# PC mit wlan kurze zeit hoher ping



## danomat (8. März 2011)

hab letzte woche mal wieder black ops gespielt.
mein problem: ich bekomm ca alle 5-10 minuten für 2-3 sekunden einen ping von 999.  teilweise fliege ich deswegen auch vom server,  seltener is dagegen dass ich ausm ts3 oder xfire fliege.  ist alles total unregelmäßig. manchmal nur 999er ping in black ops ohne rauswurf. teils nur rauswurf aus ts3 oder teils rauswurf aus xfire.  ich hab echt keine ahnung woran das liegt.
muss noch dazu sagen das ich jetzt das erste mal seit ich den neuen rechner hab online spiele. an der leitung kanns nicht liegen. mit dem alten pc inkl wlan klappte es wunderbar.

ich nutze:
bitdefender internet security 2010 (war auch schon auf dem alten pc)
steam
netlimiter 3 (vollversion)
xfire (auch schon ausgeschaltet geetestet)
expert tool
asus aisuite
coretemp
minianwendungen:
1. internet traffic. automatische updates aus
2. cpu info
3. gpu info

ich kann mit dem netlimiter ja sehen was zieht, aber diese ausbrüche treten ja nur sau kurz auf und wenn ich im spiel bin kann ich gar nicht so schnell auf den wechseln.

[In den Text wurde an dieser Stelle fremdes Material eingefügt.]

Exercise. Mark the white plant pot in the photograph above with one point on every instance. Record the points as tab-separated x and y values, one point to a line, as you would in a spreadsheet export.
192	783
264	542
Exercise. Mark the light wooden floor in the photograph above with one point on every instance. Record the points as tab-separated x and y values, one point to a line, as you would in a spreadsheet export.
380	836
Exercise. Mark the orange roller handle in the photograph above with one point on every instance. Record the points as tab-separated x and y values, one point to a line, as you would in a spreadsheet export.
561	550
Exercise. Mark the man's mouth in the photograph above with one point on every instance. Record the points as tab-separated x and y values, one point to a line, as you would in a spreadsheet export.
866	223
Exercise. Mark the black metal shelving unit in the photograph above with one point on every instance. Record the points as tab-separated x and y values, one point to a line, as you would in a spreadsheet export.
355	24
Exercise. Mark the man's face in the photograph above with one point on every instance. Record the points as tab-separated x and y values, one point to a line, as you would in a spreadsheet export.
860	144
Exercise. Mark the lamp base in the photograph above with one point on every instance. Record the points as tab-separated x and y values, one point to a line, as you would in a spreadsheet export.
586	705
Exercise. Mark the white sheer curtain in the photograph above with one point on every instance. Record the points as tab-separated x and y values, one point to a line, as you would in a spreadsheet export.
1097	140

alle anwendungen sind aktualiesiert und werden manuel geupdatet. bitdefender und win update is auch manuel 

gibts irgendein tool oder so wo ich alle ausbrüche speichern lassen kann oder bzw teste ob sich nicht doch irgendwas anderes ins wlan logt?

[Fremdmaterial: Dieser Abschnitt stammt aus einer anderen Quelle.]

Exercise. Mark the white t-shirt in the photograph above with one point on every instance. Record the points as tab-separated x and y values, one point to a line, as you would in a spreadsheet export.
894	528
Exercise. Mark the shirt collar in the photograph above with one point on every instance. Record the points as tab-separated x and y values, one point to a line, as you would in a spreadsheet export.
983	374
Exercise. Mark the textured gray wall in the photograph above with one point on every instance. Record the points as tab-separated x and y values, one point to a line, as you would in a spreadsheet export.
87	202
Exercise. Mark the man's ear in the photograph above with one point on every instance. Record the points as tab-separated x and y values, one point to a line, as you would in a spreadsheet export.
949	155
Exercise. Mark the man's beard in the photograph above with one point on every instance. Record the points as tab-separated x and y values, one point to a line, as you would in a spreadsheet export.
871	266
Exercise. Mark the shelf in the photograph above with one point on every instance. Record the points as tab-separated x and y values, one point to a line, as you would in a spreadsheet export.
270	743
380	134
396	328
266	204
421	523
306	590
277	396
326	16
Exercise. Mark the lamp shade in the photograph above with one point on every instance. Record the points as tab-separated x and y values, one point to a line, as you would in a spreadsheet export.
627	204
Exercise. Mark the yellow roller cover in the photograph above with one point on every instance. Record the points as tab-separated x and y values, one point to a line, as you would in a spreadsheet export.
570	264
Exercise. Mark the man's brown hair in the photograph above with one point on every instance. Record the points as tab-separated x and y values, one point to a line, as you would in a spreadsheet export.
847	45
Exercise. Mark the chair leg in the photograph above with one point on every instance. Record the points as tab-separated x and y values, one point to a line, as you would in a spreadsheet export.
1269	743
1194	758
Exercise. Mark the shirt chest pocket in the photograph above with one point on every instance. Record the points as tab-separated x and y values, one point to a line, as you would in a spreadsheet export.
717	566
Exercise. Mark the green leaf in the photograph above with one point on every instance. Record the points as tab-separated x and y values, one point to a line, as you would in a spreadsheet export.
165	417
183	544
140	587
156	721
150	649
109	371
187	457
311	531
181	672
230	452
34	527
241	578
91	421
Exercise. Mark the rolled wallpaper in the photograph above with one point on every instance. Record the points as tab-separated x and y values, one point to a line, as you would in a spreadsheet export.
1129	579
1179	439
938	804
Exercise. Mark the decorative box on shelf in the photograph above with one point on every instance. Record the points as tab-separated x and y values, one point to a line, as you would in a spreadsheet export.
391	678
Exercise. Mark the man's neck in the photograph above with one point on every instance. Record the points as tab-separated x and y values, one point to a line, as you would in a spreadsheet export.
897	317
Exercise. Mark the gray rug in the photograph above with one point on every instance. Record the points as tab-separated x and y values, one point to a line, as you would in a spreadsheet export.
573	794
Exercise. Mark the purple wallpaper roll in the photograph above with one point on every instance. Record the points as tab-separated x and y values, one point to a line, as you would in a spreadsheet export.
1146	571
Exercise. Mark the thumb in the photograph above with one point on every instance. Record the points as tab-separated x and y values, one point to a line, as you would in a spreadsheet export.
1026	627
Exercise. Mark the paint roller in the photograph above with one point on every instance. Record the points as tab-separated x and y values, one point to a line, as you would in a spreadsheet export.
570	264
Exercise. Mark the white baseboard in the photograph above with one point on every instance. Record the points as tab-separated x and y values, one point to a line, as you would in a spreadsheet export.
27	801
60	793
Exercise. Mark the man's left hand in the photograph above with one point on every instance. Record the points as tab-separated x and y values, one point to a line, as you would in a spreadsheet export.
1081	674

mein iphone wlan is aus. laptop is aus und den icordhd+ mit wlan stick muss mann eh jedesmal erst den stick aktivieren. sonst hab ich nix anderes. hier mal ein screen vom taskmanager

router: speedport w900v
usb stick: TP-Link TL-WN722NC High Gain WLAN Netzwerk Adapter 150 Mbps USB

*danke für eure hilfe

**EDIT:  die evtl. wlan probleme könnt ihr schonmal vergessen. hab ja ein 20meter lan kabel das ich in den router stöpseln kann. sorry, is mir grad eingefallen.*  aber falls das nicht der fall ist wäre hilfe trotzdem schön XD   kann das mit dem lan kabel erst am samstag testen. werd mich dann wieder melden


----------



## ASD_588 (10. März 2011)

Wie schnell is dein DSL? Ich habe auch manchmal das Problem wegen herruntergereglter verbindug beim Surfstick das heißt dan 600 stat 4000


----------



## danomat (10. März 2011)

Dsl 2300. Hab mal mit lappi gezockt. Da hab ich die Probleme nicht. 
Und bis vor nem Jahr hab ich mit dsl 368 ohne probe gezockt. Erst seit einem Monat mit dem neuen Rechner. Aber morgen wird das LAN Kabel ausgepackt


----------



## ASD_588 (10. März 2011)

Dein wlan hatte wahrscheinlich ein neidrige übertraungsrate wen mal mehr reinkam  als dein wlan übetragen kan dan steigt der ping auf 999.
Was meinst du mit LAPPI??


----------



## danomat (10. März 2011)

Lappi = Laptop 
Und WLAN ausgelastet kann bei dsl 2000 nicht sein


----------



## Goner (11. März 2011)

Hatte genau das gleiche Prob, kleines DSL-Paket und mega-hoher Ping beim Zocken....LAN Kabel zu benutzen half bei mir erst seitdem ich meine 32MBit(29MBit) Leitung war es perfekt mit Kabel.....


----------



## ASD_588 (11. März 2011)

> Und WLAN ausgelastet kann bei dsl 2000 nicht sein


 bist du dir da gaz sicher


----------



## danomat (11. März 2011)

Ja. Ich zieh ja mit mehr als 2 mb/s Daten vom pc zum lappi. Und inet schafft nur 230kb/s

Edit: Problem scheint behoben zu sein. Obwohl Win Updates aus waren hat ab und an der Win hostprozess gezogen. Hab's im netlimiter auf 5 kb/s limitiert. Nun scheint es zu gehen


----------



## GhostsOfOpa (18. Mai 2016)

Aha, das Problem gibt es ja öfter, hatte ich auch vor kurzem.


----------